# Poincarè stabillity!

Hey Guys!

I'm having MAJOR difficulty with a problem regarding stability of a DE. The problem goes as following:

Find the equation of the phase paths of x˙=1+x^2, y˙=−2xy. It is obvious from the phase diagram that y=0 is Poincaré stable. Show that for the path y=0, all paths which start in (x+1)^2+y^2=δ^2 subsequently remain in a circle of radius δ[1+(1+δ)^2] centered on y=0

Finding phase paths is easy, and is expressed by:

y=C/(1+x^2)

I now see the phase paths all converges to y=0, and therefor is poincarè stabile, but the last part of the exercise is causing me alot of problems...

To show that all paths which starts in (x+1)^2+y^2=δ^2, i have tried finding the tangent between the circle and the phase paths, which will give me the highest y-value at x=0. Since the phase paths are symetric around x=0, and maximun value at the point. But I only get complex solutions, and they are no good...

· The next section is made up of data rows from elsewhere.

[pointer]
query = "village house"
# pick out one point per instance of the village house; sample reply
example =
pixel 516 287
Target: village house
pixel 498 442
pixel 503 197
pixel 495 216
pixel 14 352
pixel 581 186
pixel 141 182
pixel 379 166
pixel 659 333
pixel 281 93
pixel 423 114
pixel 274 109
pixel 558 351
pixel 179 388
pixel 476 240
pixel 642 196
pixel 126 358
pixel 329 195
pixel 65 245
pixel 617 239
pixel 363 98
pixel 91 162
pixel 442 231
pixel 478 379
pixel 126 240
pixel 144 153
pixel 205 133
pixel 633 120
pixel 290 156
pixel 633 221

Any tips on how to go from here?

Do you have the result that any trajectory that passes through the point (-1,δ) reaches it's max at (0,2δ)? This is easy to show and is essentially just as good a result for qualitative purposes. Finding the trajectory that intersects the circle at exactly one point (I think this is want you tried to do), combined with the result above should give your result but finding that intersection gives an ugly equation.

Thanks for replying on this subject, Alan2, I do apreciate it!

That's actually the first result I got, but i realized that it would not give the max value of any trajectory starting fra the small circle. My logic told me that the trajectory I was looking for did not start in (-1,δ), but in a point where the tangent av the circle was equal to the tangent of the trajectory. That's when i started looking for the trajectory that would intersect the circle in just one point, and trace that trajectory to x=0 and compute it's value. Then I would compare this to the known radius of the bigger circle
How is the trajectory from the point (-1,δ) as good a result as any? I dont see the logic in this...
Thanks again for any help!

Yes you are correct. There is some value of x<-1 where the trajectory intersects the circle in exactly one point, that trajectory is tangent to the circle, and it achieves a larger max at x=0 than does the trajectory that passes through the circle at x=-1. I wrote out the equations and I wouldn't want to solve it. It just looks to me as if it's not worth it. From a strictly qualitative point of view, I would just want to show that the trajectories can't escape. So I might say if the point passes through this unknown point then clearly it also passes through (-1,a), where a is larger than delta, and thus attains its max of 2a at x=0. I guess I would judge that it's not worth my time to find the exact coordinates of that unknown point if all that I really wanted to show was that the trajectories are stable.